Beim Blättern (18) • Von wegen farblos
Schwarz auf weiß
Wie? Nicht in Farbe? Comics ohne bunte Bilder? Hielten und halten manche für eintönig. Zu Unrecht. In Schwarzweiß zeigt sich pur und unverstellt die Güte des Gezeichneten. Strichführung, Schattentechnik, Gestaltung und Gewichtung der Panels – die Anatomie der Seiten.

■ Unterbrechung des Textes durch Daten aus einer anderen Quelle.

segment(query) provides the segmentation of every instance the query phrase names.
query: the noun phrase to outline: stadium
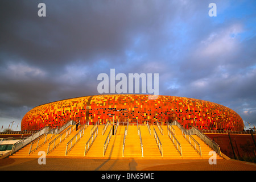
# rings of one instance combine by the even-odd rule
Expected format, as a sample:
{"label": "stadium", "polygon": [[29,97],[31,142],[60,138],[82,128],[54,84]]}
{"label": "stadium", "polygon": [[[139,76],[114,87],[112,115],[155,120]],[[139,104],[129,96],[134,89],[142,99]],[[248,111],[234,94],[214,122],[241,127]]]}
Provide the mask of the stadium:
{"label": "stadium", "polygon": [[[200,130],[242,131],[243,122],[232,109],[212,102],[181,97],[143,94],[98,95],[77,97],[36,106],[22,121],[22,130],[33,130],[45,126],[57,127],[70,120],[82,125],[108,121],[114,123],[162,125],[176,120],[184,128],[196,126]],[[153,97],[153,96],[152,96]]]}

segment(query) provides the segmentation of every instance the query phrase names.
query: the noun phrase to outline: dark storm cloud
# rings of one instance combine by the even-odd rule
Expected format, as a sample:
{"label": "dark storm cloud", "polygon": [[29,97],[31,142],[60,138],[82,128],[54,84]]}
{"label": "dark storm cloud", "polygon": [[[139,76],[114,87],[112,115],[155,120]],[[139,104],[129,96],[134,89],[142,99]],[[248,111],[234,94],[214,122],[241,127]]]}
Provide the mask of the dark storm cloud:
{"label": "dark storm cloud", "polygon": [[202,1],[1,1],[0,117],[98,94],[97,75],[115,68],[158,73],[159,94],[222,104],[254,122],[254,3],[216,3],[211,18]]}

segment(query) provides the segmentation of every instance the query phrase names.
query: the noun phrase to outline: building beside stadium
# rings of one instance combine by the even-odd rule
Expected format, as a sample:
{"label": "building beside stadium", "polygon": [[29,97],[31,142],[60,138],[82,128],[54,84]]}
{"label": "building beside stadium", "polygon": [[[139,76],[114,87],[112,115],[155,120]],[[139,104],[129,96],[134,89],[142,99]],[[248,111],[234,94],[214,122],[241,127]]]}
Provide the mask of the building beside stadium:
{"label": "building beside stadium", "polygon": [[242,131],[243,122],[233,110],[209,101],[181,97],[110,94],[81,97],[36,106],[22,121],[22,130],[56,127],[70,120],[89,121],[100,125],[108,121],[129,121],[130,124],[162,125],[176,120],[185,129],[196,126],[200,130]]}

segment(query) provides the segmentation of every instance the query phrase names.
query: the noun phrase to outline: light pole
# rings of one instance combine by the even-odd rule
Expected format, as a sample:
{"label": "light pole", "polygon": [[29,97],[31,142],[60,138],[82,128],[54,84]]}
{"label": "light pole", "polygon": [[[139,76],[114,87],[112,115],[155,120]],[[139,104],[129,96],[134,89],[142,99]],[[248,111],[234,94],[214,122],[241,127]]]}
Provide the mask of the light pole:
{"label": "light pole", "polygon": [[11,129],[10,130],[10,131],[11,131],[11,127],[13,127],[13,123],[14,123],[15,122],[15,121],[11,122]]}
{"label": "light pole", "polygon": [[109,115],[113,115],[113,132],[112,135],[114,135],[114,129],[115,129],[115,125],[114,125],[114,119],[115,119],[115,111],[119,111],[119,110],[114,109],[114,114],[108,114]]}

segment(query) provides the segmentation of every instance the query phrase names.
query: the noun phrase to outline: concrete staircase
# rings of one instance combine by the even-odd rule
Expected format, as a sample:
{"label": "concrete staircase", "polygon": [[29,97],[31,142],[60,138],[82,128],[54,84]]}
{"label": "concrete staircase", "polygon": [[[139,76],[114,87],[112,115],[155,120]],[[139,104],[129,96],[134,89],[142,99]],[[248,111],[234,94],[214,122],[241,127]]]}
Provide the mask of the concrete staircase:
{"label": "concrete staircase", "polygon": [[172,127],[175,130],[175,137],[181,146],[183,158],[186,159],[202,159],[193,147],[184,138],[180,129],[177,126],[172,126]]}
{"label": "concrete staircase", "polygon": [[104,134],[102,135],[102,130],[104,126],[99,126],[98,136],[93,145],[85,155],[85,158],[100,158],[103,156],[103,146],[112,126],[109,126]]}
{"label": "concrete staircase", "polygon": [[153,135],[153,126],[150,126],[151,135],[150,135],[147,126],[141,126],[141,137],[143,144],[144,159],[162,159],[158,146]]}
{"label": "concrete staircase", "polygon": [[136,159],[142,159],[142,158],[141,141],[139,136],[138,134],[138,127],[137,126],[129,126],[128,127],[123,157],[125,158]]}
{"label": "concrete staircase", "polygon": [[167,126],[162,126],[163,135],[162,135],[156,126],[154,127],[163,146],[163,158],[167,159],[180,159],[181,156],[168,135]]}
{"label": "concrete staircase", "polygon": [[[90,138],[90,132],[93,125],[89,125],[84,130],[84,135],[81,138],[76,144],[73,147],[71,150],[67,154],[69,157],[84,157],[85,144]],[[102,126],[98,126],[98,131]],[[68,141],[67,141],[68,142]],[[75,142],[74,140],[73,142]]]}
{"label": "concrete staircase", "polygon": [[[73,129],[73,126],[72,129]],[[81,128],[81,126],[80,128]],[[84,158],[95,159],[208,159],[210,157],[209,152],[213,150],[203,142],[199,136],[195,135],[192,136],[199,142],[201,146],[202,156],[192,147],[191,144],[182,135],[181,131],[176,126],[172,126],[175,130],[175,137],[181,146],[183,156],[179,153],[174,144],[168,135],[167,126],[161,126],[163,130],[162,135],[157,126],[150,126],[151,135],[150,134],[147,125],[139,126],[141,129],[141,137],[143,143],[143,157],[142,156],[142,150],[139,135],[138,133],[137,126],[129,126],[127,134],[126,135],[125,150],[123,157],[123,142],[126,126],[119,126],[117,133],[115,135],[112,135],[108,148],[104,156],[104,144],[106,141],[108,135],[112,127],[109,126],[104,135],[102,135],[102,130],[104,126],[99,125],[98,135],[93,143],[89,148],[88,152],[84,156],[85,143],[91,136],[91,129],[93,125],[89,125],[85,129],[84,134],[79,141],[73,147],[72,150],[65,155],[67,143],[79,131],[79,129],[76,131],[75,129],[71,134],[64,140],[57,147],[51,152],[47,157],[61,157],[61,158]],[[154,136],[154,129],[162,143],[163,147],[163,156],[156,144],[156,140]],[[65,132],[63,131],[63,132]],[[38,150],[34,151],[30,155],[28,152],[31,144],[28,144],[21,150],[10,156],[10,158],[39,158],[38,152],[44,151],[47,151],[48,144],[56,138],[59,135],[54,135],[49,139],[51,135],[47,136],[47,142],[40,146]],[[39,142],[39,145],[44,142],[42,139]],[[73,142],[75,142],[75,140]],[[35,146],[36,144],[34,144]],[[35,147],[33,145],[33,148]],[[222,159],[217,155],[217,159]]]}
{"label": "concrete staircase", "polygon": [[[115,135],[112,135],[105,154],[105,158],[122,159],[123,156],[123,141],[125,126],[119,126]],[[103,148],[103,145],[102,145]]]}

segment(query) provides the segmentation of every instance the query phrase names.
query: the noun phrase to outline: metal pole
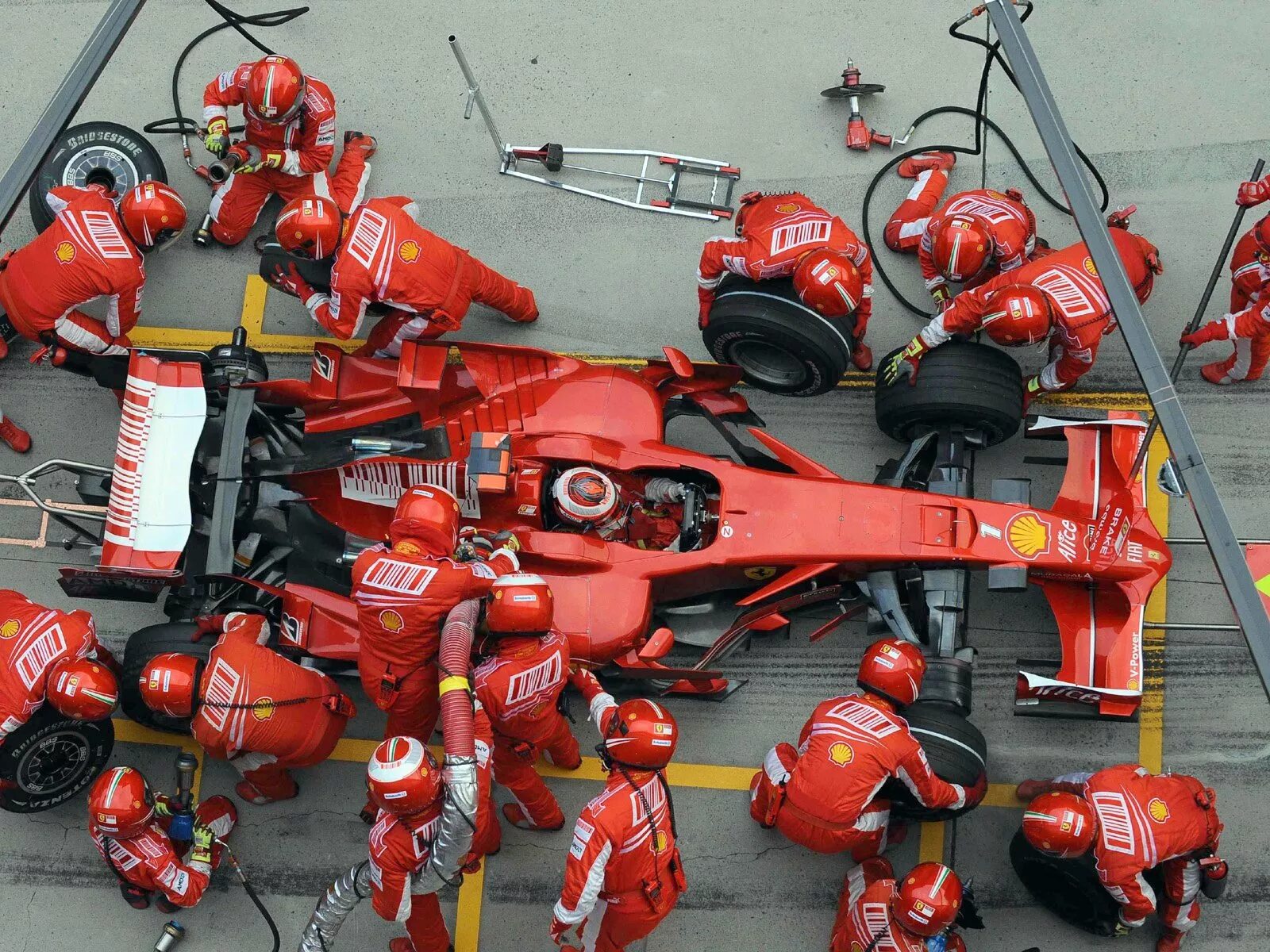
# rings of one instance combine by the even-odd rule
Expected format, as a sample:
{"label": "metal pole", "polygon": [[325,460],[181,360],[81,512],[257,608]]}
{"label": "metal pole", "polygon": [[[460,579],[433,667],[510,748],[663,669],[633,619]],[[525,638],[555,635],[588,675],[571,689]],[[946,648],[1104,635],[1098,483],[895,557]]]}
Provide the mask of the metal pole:
{"label": "metal pole", "polygon": [[9,223],[14,209],[30,187],[32,179],[39,171],[44,156],[53,147],[57,137],[75,116],[88,91],[93,89],[97,77],[102,75],[105,63],[119,46],[123,34],[141,13],[146,0],[114,0],[105,17],[97,24],[93,36],[88,38],[79,58],[71,65],[62,85],[48,100],[44,112],[36,122],[27,142],[18,150],[13,165],[0,178],[0,231]]}
{"label": "metal pole", "polygon": [[480,117],[485,121],[485,128],[489,129],[489,137],[494,140],[494,150],[498,152],[498,160],[500,162],[507,161],[507,142],[498,135],[498,126],[494,124],[494,117],[489,114],[489,107],[485,105],[485,95],[480,91],[480,83],[472,75],[472,67],[467,63],[467,57],[464,56],[464,51],[458,46],[458,41],[453,33],[450,34],[450,48],[455,51],[455,58],[458,60],[458,69],[464,71],[464,79],[467,81],[467,108],[464,109],[464,118],[470,119],[472,117],[472,103],[476,103],[476,108],[480,109]]}
{"label": "metal pole", "polygon": [[1063,117],[1054,103],[1049,84],[1036,60],[1036,52],[1027,39],[1022,23],[1013,5],[1006,0],[987,0],[988,15],[997,29],[997,37],[1006,57],[1019,80],[1019,89],[1027,102],[1027,108],[1036,123],[1036,131],[1045,143],[1054,173],[1067,193],[1067,201],[1076,218],[1081,237],[1090,249],[1093,264],[1099,269],[1111,307],[1120,322],[1129,354],[1138,368],[1147,397],[1160,418],[1165,437],[1173,451],[1185,485],[1189,489],[1191,506],[1199,520],[1200,531],[1208,539],[1217,565],[1218,575],[1226,585],[1231,607],[1243,630],[1243,636],[1252,652],[1252,660],[1261,677],[1261,687],[1270,697],[1270,618],[1261,607],[1261,598],[1252,584],[1252,575],[1243,561],[1243,552],[1231,520],[1222,508],[1222,499],[1213,485],[1213,477],[1204,462],[1195,434],[1191,432],[1186,413],[1177,401],[1177,391],[1168,377],[1160,352],[1151,339],[1147,322],[1138,307],[1124,263],[1116,254],[1107,234],[1106,223],[1093,202],[1093,193],[1077,161],[1072,137],[1063,124]]}

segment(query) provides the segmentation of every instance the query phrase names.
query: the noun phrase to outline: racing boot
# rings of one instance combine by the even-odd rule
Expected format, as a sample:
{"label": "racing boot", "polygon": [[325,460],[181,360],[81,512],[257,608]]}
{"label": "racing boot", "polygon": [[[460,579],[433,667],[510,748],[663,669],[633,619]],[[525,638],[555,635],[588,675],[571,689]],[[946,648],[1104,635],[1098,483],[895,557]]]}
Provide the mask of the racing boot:
{"label": "racing boot", "polygon": [[927,169],[947,171],[954,165],[956,165],[956,155],[952,152],[922,152],[921,155],[911,155],[902,161],[895,169],[895,174],[902,179],[916,179]]}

Superhelden (und nicht nur sie) bringt der Bildschriftenverlag (bsv) vor rund sechzig Jahren zunächst schwarzweiß auf den Markt. Kein orangenes Ding, keine blaurote Spinne, keine grüne Laterne. Das spart Druckkosten. Erst Williams veröffentlicht durchgängig in Farbe (zudem handgelettert wie die Originale und in flapsiger Übersetzung). Vergleicht man die Ausgaben, ist das in vielerlei Hinsicht aufschlussreich.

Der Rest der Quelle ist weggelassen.